Figure 1: Computing a reaction time metric from a recurrent vision model. (a) A schematic representation of training a cRNN with evidential deep learning (EDL; Sensoy 2018). Model outputs are interpreted as parameters (α) of a Dirichlet distribution over class probability estimates, with higher values (symbolized here by a darker gray) reflecting more generated evidence in favor of the corresponding class. In this framework, the width of the distribution signals the model's uncertainty (ε) about its predictions. (b) Visualization of our metric, ξcRNN, computed for an example stimulus (see Panel a) used in the task studied in the paper. The metric, denoted ξcRNN, is defined as the area under the uncertainty curve, i.e., the evolution of uncertainty (ε) over time.
Abstract
The meteoric rise in the adoption of deep neural networks as computational models of vision has inspired efforts to "align" these models with humans. One dimension of interest for alignment includes behavioral choices, but moving beyond characterizing choice patterns to capturing temporal aspects of visual decision-making has been challenging. Here, we sketch a general-purpose methodology to construct computational accounts of reaction times from a stimulus-computable, task-optimized model.
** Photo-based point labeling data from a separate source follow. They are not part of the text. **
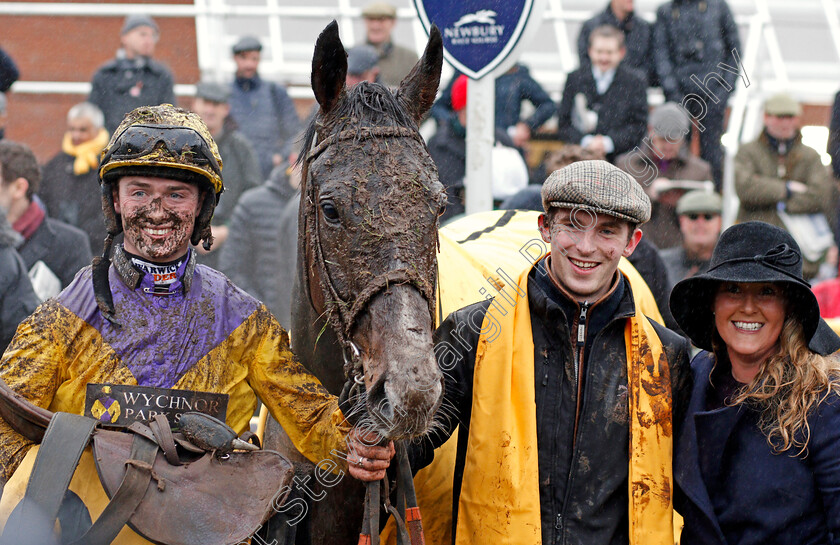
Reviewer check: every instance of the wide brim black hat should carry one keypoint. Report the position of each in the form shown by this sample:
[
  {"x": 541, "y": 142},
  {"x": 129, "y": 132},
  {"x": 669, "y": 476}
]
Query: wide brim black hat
[{"x": 753, "y": 251}]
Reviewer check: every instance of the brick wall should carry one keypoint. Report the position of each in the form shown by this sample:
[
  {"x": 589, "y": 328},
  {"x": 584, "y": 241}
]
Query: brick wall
[{"x": 71, "y": 48}]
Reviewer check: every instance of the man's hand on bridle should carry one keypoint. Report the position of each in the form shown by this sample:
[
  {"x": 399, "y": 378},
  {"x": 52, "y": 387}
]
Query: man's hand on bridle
[{"x": 366, "y": 461}]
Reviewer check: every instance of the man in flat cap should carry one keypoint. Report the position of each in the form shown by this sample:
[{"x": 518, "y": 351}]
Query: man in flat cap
[
  {"x": 242, "y": 170},
  {"x": 362, "y": 65},
  {"x": 263, "y": 109},
  {"x": 545, "y": 382},
  {"x": 395, "y": 61},
  {"x": 133, "y": 78},
  {"x": 776, "y": 171}
]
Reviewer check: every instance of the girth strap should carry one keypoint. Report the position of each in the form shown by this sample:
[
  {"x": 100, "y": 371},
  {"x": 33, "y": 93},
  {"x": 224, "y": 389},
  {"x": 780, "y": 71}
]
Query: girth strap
[{"x": 64, "y": 441}]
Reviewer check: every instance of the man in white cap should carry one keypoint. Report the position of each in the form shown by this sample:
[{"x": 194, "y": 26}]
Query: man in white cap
[
  {"x": 395, "y": 61},
  {"x": 133, "y": 78}
]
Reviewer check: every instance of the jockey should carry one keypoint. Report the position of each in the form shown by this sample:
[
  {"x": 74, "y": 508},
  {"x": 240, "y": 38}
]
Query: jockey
[{"x": 145, "y": 314}]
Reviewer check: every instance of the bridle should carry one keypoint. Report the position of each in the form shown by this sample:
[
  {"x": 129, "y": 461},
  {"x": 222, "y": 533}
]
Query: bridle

Specifically, we introduce a novel metric leveraging insights from subjective logic theory summarizing evidence accumulation in recurrent vision models. We demonstrate that our metric aligns with patterns of human reaction times for stimulus manipulations across four disparate visual decision-making tasks spanning perceptual grouping, mental simulation, and scene categorization. This work paves the way for exploring the temporal alignment of model and human visual strategies in the context of various other cognitive tasks toward generating testable hypotheses for neuroscience.